Video demo: https://www.youtube.com/watch?v=VnFtVR72jM4&feature=youtu.be

Smulate keyboard typing with voice commands on your computer. Use the power of OpenAI's Whisper.

Start the wkey listener. Keep a button pressed (by default: right ctrl) and speak. Your voice will be recoded locally. When the button is released, your command will be transcribed via Whisper and the text will be streamed to your keyboard.

You can use your voice to write anywhere.

You will incur costs for Whisper API. Currently, it costs $0.36 for 1 hour of transcription.

Setup

Install the package.

pip install wkey

You will need to set two environment variables:

  • OPENAI_API_KEY: your personal OpenAI API key. You can get it by signing up here: https://platform.openai.com/
  • WKEY: the keyboard key you want to use to start recording. By default, it is set to right ctrl. You can use any key. Note that Mac and Windows might have different key codes. You can run fkey to find the code of the key you want to use.

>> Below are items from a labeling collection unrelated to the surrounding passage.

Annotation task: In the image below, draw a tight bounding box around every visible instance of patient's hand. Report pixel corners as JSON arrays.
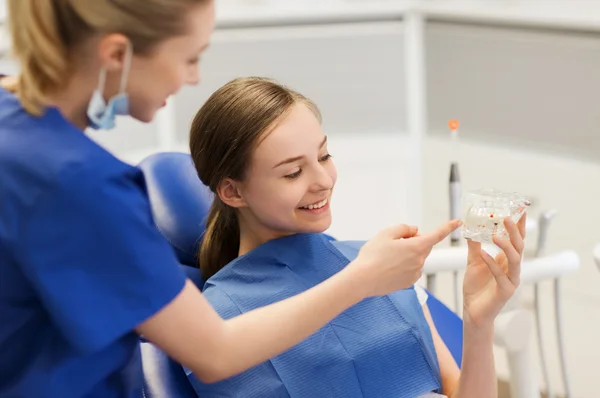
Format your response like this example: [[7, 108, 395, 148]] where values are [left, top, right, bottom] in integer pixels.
[[348, 220, 461, 297], [463, 214, 527, 326]]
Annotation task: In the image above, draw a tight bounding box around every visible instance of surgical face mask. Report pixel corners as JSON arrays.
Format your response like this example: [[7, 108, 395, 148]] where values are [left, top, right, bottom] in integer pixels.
[[87, 45, 133, 130]]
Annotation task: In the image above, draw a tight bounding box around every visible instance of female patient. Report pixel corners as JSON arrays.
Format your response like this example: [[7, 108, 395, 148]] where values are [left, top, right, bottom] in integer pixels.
[[189, 78, 525, 398]]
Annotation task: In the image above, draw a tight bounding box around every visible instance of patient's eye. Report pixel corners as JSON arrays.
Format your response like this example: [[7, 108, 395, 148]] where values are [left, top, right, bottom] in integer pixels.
[[285, 169, 302, 180]]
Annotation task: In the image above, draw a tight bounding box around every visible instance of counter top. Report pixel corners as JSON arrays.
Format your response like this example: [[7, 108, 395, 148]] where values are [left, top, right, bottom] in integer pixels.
[[217, 0, 600, 31]]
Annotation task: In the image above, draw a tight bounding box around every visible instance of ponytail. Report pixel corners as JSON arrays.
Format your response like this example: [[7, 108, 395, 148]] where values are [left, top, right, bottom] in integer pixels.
[[199, 199, 240, 280], [2, 0, 74, 116]]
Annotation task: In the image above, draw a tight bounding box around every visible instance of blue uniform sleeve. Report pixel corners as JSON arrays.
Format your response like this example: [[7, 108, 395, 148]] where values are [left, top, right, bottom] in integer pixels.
[[185, 279, 290, 398], [18, 162, 185, 353]]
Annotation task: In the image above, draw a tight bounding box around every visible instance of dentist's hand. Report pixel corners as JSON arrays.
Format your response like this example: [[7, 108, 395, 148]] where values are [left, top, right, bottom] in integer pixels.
[[463, 214, 527, 327], [348, 220, 461, 297]]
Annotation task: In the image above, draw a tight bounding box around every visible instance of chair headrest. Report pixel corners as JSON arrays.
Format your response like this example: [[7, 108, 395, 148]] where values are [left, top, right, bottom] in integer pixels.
[[138, 152, 213, 266]]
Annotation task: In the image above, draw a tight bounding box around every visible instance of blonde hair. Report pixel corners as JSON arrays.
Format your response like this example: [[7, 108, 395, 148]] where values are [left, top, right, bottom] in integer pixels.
[[190, 77, 321, 279], [2, 0, 207, 115]]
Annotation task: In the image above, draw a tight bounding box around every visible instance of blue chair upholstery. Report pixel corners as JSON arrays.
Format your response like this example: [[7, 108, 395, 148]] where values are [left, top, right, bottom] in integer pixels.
[[138, 152, 213, 267], [139, 152, 462, 398]]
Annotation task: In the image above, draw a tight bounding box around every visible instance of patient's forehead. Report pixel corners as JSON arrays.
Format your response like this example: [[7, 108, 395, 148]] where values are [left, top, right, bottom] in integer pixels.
[[253, 104, 325, 168]]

You can set the environment variables in your shell:

export OPENAI_API_KEY=<your key>
export WKEY=ctrl_r

Run wkey in a terminal window to start listening.

If there are issues, check the additional requirements.

Additional requirements

Requirements differ depending on your OS.

Ubuntu

You will need to install the portaudio library.

sudo apt-get install portaudio19-dev 

Mac

You will need to authorize your terminal to use the microphone and keyboard. Go to System Settings > Privacy and Security. Then:

  • Select Microphone and authorize your terminal.
  • Select Accessibility and authorize your terminal.

Restart the terminal for the changes to take effect.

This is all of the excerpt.